Ljubljana, April 23 2002
The 9th Meeting of Presidents of Central European States is to take
place in Slovenia on 31 May and 1 June 2002 on invitation from the
President of the Republic, Milan Kucan. The Presidents of all Central
European States have confirmed their participation at the meeting, as
did the majority of Presidents from the broader Central European
region who were invited following an agreement at the meeting held in
2001 in Verbania.
Within the preparations for the meeting, President Kucan received
the Ambassadors of the participating states to discuss the content of
the meeting with them.
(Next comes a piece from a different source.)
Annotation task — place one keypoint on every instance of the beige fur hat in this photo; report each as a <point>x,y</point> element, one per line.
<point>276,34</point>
In the letter that he sent to his guests, the
participants of the meeting, President Kucan outlines some possible
themes related to the main topic of the meeting that could be
discussed behind closed doors.
President Kucan proposes for the Presidents to seek common answers
to the questions of whether Europe is capable of enforcing its
influence and taking on its own share of the responsibility for the
future of a globalised world; is it ready to develop its own political
identity enabling it to assume such a role; do EU and NATO enlargement
processes already fulfil the need for a spiritually, politically,
economically and security-wise integrated entity; will the Convention
on the future of Europe yield the answers to these crucial questions;
does the present European order, as shaped by the actions of the
Allied coalition following World War II and by the fall of the Berlin
Wall, offer sufficient protection to political democracy, stability,
peace and security for the whole of Europe in such a way that opposing
tendencies cannot pose a threat to these values; do the integration
processes truly contribute to the overcoming of European political
divisions and the prevention of new ones; is Central Europe capable of
offering answers from its own experience to the questions concerning
both Europe's and the world's future; is Central Europe capable of
better helping in the transformation processes under way in South East
Europe where security, equality among differences, democracy and
prosperity remain distant values in the wake of bloody wars?